Mountain in Vermont, United States

Mount Grant is a mountain in the Green Mountains in the U.S. state of Vermont. Located in the Breadloaf Wilderness of the Green Mountain National Forest, its summit is in the town of Lincoln in Addison County. The mountain is named after Ulysses S. Grant, former President of the United States. Mount Grant is one of five peaks in Vermont's Presidential Range.

==Drainage basin==
Mount Grant stands within the watershed of Lake Champlain, which drains into the Richelieu River in Québec, the Saint Lawrence River, and then eventually into the Gulf of Saint Lawrence. The northeast side of Mount Grant drains into Stetson Brook, thence into the Mad River, the Winooski River, and into Lake Champlain. The south and west sides of Mount Grant drain into the New Haven River, thence into Otter Creek, and into Lake Champlain.

==Hiking==
The Long Trail traverses the summit of Mount Grant at 3623 feet.
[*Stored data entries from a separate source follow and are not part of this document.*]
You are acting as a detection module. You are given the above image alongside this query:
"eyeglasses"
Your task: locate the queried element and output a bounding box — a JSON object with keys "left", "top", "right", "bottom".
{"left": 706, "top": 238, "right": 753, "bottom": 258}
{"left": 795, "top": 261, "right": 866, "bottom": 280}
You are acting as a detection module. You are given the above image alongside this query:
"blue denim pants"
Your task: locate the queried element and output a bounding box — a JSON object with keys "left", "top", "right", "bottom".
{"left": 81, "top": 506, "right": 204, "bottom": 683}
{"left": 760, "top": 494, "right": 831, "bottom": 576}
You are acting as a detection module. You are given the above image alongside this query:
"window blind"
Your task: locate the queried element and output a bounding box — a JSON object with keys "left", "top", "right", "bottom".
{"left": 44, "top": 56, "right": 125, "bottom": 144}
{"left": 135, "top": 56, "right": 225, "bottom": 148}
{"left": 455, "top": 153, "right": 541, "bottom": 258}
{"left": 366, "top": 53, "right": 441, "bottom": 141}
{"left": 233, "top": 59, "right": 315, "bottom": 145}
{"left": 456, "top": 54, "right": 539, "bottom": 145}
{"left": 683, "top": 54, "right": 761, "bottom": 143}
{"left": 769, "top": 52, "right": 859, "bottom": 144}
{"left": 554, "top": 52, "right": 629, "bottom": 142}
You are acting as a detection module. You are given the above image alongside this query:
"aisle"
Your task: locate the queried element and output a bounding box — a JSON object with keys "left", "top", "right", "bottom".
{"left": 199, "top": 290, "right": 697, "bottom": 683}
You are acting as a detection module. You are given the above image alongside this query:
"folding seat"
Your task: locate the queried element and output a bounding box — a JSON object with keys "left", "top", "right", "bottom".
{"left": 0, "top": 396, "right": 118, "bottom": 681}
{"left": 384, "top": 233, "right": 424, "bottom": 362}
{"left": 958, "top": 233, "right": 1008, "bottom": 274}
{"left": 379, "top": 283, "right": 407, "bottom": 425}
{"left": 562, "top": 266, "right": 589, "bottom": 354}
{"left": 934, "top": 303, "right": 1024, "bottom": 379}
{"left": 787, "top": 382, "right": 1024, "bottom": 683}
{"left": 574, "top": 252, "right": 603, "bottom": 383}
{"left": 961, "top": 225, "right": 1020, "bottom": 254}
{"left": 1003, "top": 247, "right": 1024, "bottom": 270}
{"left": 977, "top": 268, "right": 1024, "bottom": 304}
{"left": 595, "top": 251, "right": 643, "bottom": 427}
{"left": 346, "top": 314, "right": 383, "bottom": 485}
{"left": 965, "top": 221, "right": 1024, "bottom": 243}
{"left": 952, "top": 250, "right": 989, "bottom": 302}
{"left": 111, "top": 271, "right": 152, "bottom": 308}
From the summit, there are views south across the Breadloaf Wilderness towards Bread Loaf Mountain. The Cooley Glen Trail, whose trailhead is in the town of Lincoln, terminates at the Cooley Glen Shelter on the Long Trail after 3.2 mile. From the shelter, Mount Grant is 0.8 mile to the north while Mount Cleveland is 0.5 mile to the south.